Ouça nos blogs o que você não lê na imprensa

É refrescante a troca entre blogs e a grande imprensa. Renovadora, pelo menos.

Nessas eleições, a imprensa atrapalhou-se em um emaranhado de denúncias e perdeu esta semana, para os blogs, parte de sua confiabilidade. Afinal, o indivíduo sente-se um trouxa ao ouvir jornalistas combinando com um delegado da Polícia Federal a versão dos fatos que ele deve engolir.

A conversa na calçada entre o delegado Edmilson Bruno e alguns repórteres está no blog de Paulo Henrique Amorim e também no You Tube.

Como é bastante enrolado, o “causo” pode afastar o leitor menos interessado em política. No entanto, é um exemplo sobre como a dinâmica entre blogs e a grande imprensa tem o poder de renovar a difusão de informações.

Delegado e jornalistas combinaram uma história da Carochinha a respeito de imagens que mostram R$ 1,7 milhão usado por petistas na compra de um dossiê contra o PSDB. O fato de que o próprio delegado distribuiu as imagens seria omitido; circularia a versão Carochinha de que uma faxineira ou um repórter furtara as imagens da polícia.
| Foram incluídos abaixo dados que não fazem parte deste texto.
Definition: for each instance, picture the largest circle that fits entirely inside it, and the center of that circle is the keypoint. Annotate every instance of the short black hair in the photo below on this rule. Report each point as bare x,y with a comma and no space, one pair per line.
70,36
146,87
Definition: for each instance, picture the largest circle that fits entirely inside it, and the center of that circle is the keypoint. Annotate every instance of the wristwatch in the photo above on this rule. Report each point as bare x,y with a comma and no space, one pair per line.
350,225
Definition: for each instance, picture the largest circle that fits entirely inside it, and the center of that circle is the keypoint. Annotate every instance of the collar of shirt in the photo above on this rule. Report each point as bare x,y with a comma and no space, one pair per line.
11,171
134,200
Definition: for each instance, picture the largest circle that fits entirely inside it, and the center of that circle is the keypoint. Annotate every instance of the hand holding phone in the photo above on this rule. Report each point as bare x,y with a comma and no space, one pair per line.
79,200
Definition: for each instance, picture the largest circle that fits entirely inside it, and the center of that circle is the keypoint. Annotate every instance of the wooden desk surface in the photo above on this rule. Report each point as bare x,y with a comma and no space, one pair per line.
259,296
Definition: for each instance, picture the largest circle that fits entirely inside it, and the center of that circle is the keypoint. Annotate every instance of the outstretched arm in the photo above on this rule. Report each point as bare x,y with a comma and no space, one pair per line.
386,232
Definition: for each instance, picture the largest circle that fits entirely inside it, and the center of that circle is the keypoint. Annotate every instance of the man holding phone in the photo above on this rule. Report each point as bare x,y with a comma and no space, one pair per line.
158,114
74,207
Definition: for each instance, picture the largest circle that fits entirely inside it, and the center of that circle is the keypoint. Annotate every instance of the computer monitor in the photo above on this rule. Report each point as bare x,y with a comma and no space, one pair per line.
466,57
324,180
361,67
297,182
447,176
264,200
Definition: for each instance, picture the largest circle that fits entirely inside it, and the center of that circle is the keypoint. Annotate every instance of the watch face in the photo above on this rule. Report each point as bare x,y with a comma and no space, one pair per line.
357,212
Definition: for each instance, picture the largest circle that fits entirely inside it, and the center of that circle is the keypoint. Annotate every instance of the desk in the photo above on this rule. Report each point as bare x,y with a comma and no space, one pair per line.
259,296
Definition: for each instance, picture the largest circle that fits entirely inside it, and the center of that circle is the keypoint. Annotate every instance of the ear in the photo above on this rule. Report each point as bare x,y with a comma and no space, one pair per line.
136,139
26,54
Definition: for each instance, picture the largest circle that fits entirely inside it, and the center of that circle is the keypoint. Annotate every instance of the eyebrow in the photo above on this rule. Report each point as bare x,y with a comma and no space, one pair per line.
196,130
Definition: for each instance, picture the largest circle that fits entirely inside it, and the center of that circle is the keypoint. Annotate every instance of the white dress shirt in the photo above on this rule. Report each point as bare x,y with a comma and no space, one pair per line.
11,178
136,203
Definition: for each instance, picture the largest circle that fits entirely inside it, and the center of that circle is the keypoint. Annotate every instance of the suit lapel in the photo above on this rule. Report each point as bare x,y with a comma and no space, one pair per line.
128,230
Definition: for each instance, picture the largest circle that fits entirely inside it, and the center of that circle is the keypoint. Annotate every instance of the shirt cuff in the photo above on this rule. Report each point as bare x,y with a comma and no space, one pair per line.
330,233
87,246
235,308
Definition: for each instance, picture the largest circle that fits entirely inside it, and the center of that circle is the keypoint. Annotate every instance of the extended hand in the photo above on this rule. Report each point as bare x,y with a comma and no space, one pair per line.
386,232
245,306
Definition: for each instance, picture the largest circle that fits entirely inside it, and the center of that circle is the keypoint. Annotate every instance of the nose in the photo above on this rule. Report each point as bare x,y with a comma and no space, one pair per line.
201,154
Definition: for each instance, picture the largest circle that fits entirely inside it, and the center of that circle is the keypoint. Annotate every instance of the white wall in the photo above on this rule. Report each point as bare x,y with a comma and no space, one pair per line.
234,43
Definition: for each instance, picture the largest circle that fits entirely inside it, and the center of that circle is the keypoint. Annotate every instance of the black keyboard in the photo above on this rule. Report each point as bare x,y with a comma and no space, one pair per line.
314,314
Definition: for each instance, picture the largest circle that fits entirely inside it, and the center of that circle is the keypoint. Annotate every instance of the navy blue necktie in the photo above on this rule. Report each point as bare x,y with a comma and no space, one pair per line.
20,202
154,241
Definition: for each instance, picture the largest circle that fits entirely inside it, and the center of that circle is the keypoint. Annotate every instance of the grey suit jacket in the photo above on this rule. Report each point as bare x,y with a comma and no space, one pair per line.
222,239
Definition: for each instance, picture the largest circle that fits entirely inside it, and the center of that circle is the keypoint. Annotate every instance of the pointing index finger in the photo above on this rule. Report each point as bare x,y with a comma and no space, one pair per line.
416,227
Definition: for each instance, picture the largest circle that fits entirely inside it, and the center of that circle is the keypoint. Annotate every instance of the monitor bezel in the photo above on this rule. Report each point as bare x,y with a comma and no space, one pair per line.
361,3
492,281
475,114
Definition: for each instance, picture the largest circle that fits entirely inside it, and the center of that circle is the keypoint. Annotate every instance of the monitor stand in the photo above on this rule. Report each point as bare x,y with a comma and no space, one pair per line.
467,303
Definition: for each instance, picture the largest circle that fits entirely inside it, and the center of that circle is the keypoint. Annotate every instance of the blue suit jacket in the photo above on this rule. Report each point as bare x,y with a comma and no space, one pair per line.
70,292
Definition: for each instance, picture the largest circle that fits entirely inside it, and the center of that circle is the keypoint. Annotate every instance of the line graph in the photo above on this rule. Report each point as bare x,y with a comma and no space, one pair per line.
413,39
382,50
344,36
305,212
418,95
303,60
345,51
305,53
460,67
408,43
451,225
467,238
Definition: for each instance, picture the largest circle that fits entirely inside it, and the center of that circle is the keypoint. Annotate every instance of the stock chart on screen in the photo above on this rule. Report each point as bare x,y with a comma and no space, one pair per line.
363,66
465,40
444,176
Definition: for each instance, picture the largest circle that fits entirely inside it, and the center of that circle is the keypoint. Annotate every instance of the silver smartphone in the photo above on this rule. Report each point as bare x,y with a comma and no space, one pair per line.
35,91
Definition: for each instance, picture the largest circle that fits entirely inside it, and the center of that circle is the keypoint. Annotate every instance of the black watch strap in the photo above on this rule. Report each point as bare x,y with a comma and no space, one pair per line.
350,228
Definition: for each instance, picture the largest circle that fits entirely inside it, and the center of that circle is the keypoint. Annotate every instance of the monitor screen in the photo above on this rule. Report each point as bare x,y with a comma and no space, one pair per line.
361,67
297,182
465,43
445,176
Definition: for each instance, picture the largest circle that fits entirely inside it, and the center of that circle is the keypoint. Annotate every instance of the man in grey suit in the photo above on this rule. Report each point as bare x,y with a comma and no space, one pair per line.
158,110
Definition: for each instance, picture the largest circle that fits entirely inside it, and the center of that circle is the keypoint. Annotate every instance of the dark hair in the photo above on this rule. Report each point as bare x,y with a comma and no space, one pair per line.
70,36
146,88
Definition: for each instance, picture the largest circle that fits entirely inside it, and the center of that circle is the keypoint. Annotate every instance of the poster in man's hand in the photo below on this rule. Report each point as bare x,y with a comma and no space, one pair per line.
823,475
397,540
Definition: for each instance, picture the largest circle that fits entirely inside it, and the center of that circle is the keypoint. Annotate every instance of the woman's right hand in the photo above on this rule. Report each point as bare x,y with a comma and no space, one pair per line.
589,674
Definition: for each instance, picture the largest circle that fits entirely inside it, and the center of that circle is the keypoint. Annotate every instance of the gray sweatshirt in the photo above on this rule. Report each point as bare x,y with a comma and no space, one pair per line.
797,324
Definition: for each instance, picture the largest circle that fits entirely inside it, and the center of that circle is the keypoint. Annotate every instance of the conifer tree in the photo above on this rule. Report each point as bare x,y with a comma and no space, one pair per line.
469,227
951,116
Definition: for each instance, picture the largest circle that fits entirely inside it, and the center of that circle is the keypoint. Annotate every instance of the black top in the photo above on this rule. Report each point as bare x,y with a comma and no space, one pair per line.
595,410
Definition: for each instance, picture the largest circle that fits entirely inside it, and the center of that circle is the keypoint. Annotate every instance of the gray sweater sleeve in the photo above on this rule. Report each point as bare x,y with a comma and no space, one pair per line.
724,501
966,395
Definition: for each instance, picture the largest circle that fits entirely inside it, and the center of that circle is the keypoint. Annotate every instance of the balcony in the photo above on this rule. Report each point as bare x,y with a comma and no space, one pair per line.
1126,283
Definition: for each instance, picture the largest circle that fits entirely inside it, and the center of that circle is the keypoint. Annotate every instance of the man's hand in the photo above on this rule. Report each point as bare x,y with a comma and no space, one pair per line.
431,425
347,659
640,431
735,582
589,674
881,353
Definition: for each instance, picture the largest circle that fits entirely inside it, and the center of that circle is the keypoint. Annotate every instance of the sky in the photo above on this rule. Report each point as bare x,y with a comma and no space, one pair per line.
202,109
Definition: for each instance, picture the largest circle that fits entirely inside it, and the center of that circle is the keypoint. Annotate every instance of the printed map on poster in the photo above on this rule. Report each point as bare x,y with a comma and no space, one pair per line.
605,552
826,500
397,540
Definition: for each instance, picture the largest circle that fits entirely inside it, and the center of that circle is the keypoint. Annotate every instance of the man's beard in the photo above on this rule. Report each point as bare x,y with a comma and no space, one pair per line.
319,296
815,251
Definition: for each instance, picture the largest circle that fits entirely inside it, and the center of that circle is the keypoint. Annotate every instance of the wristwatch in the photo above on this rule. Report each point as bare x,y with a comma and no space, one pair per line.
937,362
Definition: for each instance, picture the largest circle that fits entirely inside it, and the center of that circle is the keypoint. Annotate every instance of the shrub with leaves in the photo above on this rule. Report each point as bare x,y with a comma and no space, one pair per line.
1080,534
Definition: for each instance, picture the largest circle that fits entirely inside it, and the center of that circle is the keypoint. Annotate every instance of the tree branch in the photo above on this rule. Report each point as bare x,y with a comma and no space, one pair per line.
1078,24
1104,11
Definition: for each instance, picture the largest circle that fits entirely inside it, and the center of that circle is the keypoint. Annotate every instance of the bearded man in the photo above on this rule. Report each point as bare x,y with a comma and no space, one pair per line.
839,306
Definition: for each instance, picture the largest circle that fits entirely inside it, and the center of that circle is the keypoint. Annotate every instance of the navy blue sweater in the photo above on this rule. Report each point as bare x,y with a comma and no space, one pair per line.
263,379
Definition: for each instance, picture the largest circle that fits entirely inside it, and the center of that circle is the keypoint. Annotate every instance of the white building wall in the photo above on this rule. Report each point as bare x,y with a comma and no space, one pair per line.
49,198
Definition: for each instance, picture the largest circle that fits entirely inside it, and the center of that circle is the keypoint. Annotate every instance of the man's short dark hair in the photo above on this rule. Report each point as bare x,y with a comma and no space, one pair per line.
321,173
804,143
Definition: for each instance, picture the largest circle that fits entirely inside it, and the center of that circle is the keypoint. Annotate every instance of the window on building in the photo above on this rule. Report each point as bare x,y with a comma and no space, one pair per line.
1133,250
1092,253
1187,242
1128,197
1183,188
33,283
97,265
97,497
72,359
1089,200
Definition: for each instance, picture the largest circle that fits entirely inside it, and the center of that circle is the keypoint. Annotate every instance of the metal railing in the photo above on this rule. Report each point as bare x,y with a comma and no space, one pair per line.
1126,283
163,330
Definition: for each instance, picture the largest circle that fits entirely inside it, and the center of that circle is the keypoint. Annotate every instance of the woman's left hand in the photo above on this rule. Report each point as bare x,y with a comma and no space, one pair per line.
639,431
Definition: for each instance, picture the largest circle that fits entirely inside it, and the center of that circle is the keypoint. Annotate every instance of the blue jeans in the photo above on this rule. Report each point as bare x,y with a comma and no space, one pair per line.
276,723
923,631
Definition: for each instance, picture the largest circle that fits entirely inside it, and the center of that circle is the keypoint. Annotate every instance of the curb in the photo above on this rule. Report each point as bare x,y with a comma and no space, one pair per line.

Divulgadas às vésperas da eleição, as fotos com pilhas de dinheiro impressionaram. Fizeram diferença no resultado do primeiro turno.

A revista Carta Capital trouxe à tona o acordo. Os blogs de Mino Carta e Luiz Carlos Azenha comentaram.

Luiz Weis parou para refletir sobre a diferença entre dissimulação e guardar sigilo sobre a fonte.

Roberto Romano Taddei pegou mais pesado, lembrou-se de Jason Blair, o repórter mentiroso do New York Times.

Josias de Sousa fez um registro seco, mas ao menos mencionou a história. É uma besteira os outros blogs da cobertura política guardarem silêncio. A gravação ardida está aí, à disposição na blogosfera.